The Finborough theatre prides itself on showing new plays and forgotten gems, and ‘A Subject of Scandal and Concern’ is most definitely one of those forgotten gems. From playwrite John Osborne, more well known for ‘Look Back in Anger’ and ‘The Entertainer’, this is the London premier of the play, although it was produced for television in the 1960’s for the BBC.
It is based on the true story of ‘Mr Holyoake’, the last man to be tried and convicted of blasphemy in England. In this modern age it seems absurd that someone who did not believe in religion could be prosecuted and yet it happened, as it did here in Cheltenham in 1862.
For the modern audience, the plight of Holyoake is all too real, essentially an innocent man, found guilty; not through evidence, but a bias in the law, the government and society. In 2016 the laws may have changed, but I find myself asking if that bias still exists to some degree.
The staging in this piece is sublime, the limited space is utilised to its fullest, so much so, I felt like I was watching a game of tennis rather than a play, my head turning from side to side during the intense dialogue. A system of wooden frames is all that is needed to create every scene, from a domestic kitchen, to a court room to a prison cell. The frames are moved not in mechanical, functional movements, but in a carefully choreographed routine. Director, Jimmy Walters, should serve this piece up as a lesson in staging 101.
Mr Holyoake is played by Jamie Muscato, who seems to bring success to any production he appears in. Holyoake is not an easy role to play, it calls for the actor to be both confident and debilitated by a speech impediment at the same time. Muscato masters this perfectly, his use of the stutter makes it just uncomfortable enough without seeming contrived or detracting from the importance of the script.
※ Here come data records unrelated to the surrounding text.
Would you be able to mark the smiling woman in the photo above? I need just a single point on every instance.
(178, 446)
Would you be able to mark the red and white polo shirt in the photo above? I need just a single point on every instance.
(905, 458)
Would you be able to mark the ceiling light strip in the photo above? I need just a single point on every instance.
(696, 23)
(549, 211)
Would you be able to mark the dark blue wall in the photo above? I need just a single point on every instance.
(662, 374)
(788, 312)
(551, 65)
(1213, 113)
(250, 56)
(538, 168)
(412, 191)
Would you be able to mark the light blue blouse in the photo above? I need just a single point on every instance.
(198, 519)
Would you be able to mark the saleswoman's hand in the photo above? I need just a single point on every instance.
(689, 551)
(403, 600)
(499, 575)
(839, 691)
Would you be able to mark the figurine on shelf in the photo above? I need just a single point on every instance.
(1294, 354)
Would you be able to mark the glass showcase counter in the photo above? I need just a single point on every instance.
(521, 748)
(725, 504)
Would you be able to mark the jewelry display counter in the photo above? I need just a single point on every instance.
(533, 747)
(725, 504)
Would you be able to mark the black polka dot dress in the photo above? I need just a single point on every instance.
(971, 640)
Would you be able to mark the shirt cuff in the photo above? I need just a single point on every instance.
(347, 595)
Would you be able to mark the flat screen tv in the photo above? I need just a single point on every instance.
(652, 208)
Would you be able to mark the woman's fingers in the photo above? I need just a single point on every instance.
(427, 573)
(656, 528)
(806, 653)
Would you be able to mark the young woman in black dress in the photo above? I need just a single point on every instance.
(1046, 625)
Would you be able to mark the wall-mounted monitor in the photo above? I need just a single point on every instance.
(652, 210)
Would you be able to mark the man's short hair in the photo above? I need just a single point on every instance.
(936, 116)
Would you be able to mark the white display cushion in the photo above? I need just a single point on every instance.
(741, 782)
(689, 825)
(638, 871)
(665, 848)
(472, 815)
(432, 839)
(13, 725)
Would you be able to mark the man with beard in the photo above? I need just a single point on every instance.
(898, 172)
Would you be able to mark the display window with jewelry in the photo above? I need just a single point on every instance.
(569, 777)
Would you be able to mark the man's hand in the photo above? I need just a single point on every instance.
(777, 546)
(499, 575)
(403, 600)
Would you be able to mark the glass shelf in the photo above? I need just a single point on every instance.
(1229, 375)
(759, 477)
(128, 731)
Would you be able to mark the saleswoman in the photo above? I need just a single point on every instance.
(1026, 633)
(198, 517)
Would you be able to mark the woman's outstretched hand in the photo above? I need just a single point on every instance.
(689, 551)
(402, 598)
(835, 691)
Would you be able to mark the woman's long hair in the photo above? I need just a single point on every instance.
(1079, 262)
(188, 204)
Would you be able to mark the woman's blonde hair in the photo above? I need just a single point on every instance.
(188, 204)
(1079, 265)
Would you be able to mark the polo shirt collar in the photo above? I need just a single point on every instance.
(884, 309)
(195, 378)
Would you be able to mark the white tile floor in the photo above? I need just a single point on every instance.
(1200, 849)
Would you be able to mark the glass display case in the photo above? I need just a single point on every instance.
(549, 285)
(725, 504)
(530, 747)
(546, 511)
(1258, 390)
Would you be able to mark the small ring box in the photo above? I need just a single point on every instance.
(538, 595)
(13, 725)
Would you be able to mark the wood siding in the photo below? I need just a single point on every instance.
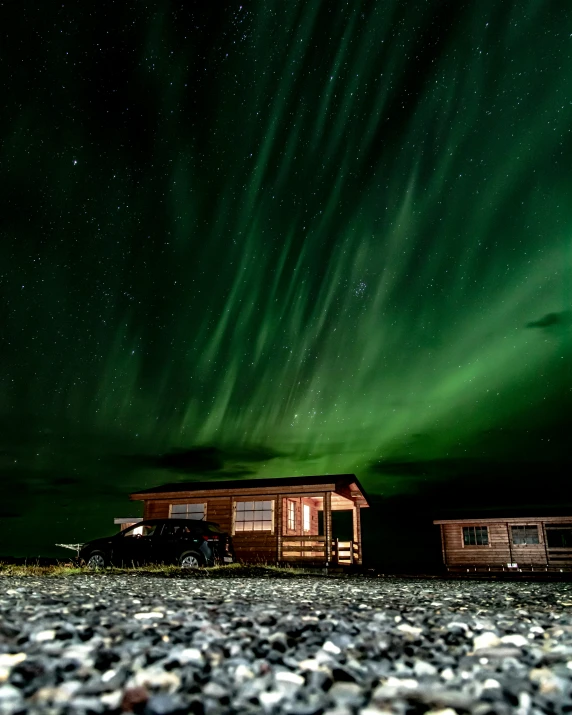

In his courtroom monologue, Muscato practically explodes with the passion, fear and determination that only a condemned man can know, this is what makes the scene and the whole play so utterly believable and compelling.
Caroline Moroney plays ‘Mrs Holyoake’, she perfects the role and displays the frustration, despair and ultimately anger, that the wife of a man, fighting an unjust system, could not possibly hide.
A talented cast support Musacto and Moroney, each taking on multiple roles they steer the play through each scene with confidence and complete understanding of how that particular character fits in to the overall arc of the story. Particular mention should go to Edmund Digby-Jones who also also excels in a court room monologue, perhaps the only comedic element to the play, it helps to amplify the ludicrousness of the situation.
The narrator tells us that audiences hoping for a ‘solution like a motto in a Christmas Cracker’ will struggle to find it. This isn’t a play that ends with a particular message or lesson to be learned, instead the fullness of the text and the aptitude of the actors delivers the message loud and clear. I find myself enriched and enlightened having seen ‘A Subject of Scandal and Concern’, and yet again, amazed by the talent of Jamie Muscato.